Sono riprese, a Vienna, le negoziazioni in vista di un accordo sul nucleare tra Iran da una parte e Stati Uniti, Europa e Consiglio di Sicurezza delle Nazioni Unite dall’altra. Il piano risale al 2015 e le consultazioni stanno riprendendo dopo uno stallo di diversi anni, soprattutto in seguito all’uscita degli Stati Uniti, con Trump, nel 2018. Con la nuova amministrazione Biden, e soprattutto con la decisione dell’Iran di produrre 6,5 chili di uranio arricchito al 60%, gli Stati Uniti hanno optato per una ripresa delle negoziazioni.
A scandire la ripresa delle consultazioni c’è stata la rimozione, da parte degli Stati Uniti, di sanzioni introdotte giovedì scorso a danno di tre ufficiali iraniani e due aziende petrolchimiche colpevoli, secondo gli USA, di sostenere i Guardiani della Rivoluzione iraniana e il gruppo Houthi nello Yemen. Al momento, gli Stati Uniti non hanno partecipato direttamente agli incontri. L’Iran si è comunque espresso positivamente, dichiarando che nonostante le questioni da risolvere, non sembra esserci nessuna impasse.
Nel 2015, con l’accordo sul nucleare, l’Iran aveva acconsentito ad eliminare le sue riserve di uranio a medio arricchimento, di tagliere quelle a basso arricchimento del 98% e di ridurre di due terzi le sue centrifughe a gas per 13 anni. Aveva inoltre accettato un monitoraggio capillare delle sue attività nucleari e delle sue centrali, nonché la conversione di numerosi impianti. Tutto questo in cambio di una cessazione delle sanzioni economiche imposte da Stati Uniti, Europa e Consiglio di Sicurezza delle Nazioni Unite, imposte teoricamente proprio in ragione del programma nucleare iraniano.
Nel 2018, sotto pressione israeliana, Trump aveva optato per un’uscita unilaterale dall’accordo e aveva rinnovato le pesanti sanzioni economiche che, come sempre, per quanto indirizzate ad un regime, vanno a colpirne la popolazione. L’amministrazione Biden ha scelto un approccio differente, priorizzando la soluzione della minaccia nucleare iraniana.

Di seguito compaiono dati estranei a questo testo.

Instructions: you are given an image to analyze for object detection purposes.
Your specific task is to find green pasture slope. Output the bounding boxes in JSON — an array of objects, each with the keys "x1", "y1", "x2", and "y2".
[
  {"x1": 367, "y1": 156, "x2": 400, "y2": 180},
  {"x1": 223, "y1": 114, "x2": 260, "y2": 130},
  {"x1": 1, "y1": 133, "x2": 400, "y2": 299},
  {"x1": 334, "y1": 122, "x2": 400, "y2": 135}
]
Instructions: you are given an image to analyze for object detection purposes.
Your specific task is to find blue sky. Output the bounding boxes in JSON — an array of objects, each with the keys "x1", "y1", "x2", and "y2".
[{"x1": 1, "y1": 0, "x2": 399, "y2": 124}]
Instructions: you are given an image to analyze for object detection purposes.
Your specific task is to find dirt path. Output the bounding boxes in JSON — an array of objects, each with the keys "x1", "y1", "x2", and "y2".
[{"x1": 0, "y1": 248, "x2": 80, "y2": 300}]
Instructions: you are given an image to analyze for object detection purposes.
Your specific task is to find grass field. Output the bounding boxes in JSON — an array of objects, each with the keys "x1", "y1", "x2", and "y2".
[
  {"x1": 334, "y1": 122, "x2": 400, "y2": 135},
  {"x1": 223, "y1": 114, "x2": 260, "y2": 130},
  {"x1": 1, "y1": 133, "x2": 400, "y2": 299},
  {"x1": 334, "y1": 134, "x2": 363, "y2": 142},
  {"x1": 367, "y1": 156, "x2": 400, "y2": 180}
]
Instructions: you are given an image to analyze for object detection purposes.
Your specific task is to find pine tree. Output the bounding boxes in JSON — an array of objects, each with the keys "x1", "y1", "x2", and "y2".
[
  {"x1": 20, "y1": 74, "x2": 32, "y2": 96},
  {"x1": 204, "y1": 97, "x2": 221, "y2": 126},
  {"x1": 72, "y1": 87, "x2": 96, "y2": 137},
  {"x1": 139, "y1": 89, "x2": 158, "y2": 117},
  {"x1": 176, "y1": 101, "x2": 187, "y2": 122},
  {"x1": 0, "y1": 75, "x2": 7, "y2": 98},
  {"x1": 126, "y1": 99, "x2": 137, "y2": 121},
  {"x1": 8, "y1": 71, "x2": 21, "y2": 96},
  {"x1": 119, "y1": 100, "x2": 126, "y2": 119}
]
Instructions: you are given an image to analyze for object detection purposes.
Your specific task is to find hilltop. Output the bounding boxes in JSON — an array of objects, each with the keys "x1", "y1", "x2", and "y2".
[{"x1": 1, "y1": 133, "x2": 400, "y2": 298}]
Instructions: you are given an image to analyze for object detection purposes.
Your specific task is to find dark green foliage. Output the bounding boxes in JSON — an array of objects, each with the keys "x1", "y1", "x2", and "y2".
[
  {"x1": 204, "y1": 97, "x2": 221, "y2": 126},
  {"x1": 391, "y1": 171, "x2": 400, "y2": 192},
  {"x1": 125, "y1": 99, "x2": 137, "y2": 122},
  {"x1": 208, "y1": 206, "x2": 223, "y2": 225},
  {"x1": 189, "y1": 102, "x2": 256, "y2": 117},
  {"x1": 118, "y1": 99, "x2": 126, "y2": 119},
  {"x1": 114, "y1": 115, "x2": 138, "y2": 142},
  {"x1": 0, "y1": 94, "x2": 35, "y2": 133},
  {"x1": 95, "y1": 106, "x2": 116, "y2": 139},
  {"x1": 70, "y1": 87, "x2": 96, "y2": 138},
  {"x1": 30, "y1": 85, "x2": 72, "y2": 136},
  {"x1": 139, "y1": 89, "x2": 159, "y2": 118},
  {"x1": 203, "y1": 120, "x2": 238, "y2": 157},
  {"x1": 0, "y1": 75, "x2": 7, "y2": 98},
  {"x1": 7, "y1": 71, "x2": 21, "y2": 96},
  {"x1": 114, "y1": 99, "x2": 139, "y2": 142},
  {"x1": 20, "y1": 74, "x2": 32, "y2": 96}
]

Nel frattempo, la disapprovazione di Israele incombe sulle negoziazioni. Il nuovo presidente Bennett non ha cambiato linea rispetto al suo predecessore e ha dichiarato il piano «un errore» rivendicando il diritto del paese, in quanto esterno ai patteggiamenti, di intervenire qualora l’Iran sviluppasse armi nucleari. Sarà da vedere come gli Stati Uniti risponderanno a queste pressioni. Alle varie tensioni a livello internazionale va oltretutto aggiunto che il 18 giugno in Iran avranno luogo le nuove elezioni presidenziali, un momento quindi particolarmente delicato e decisivo, anche in vista degli accordi di Vienna.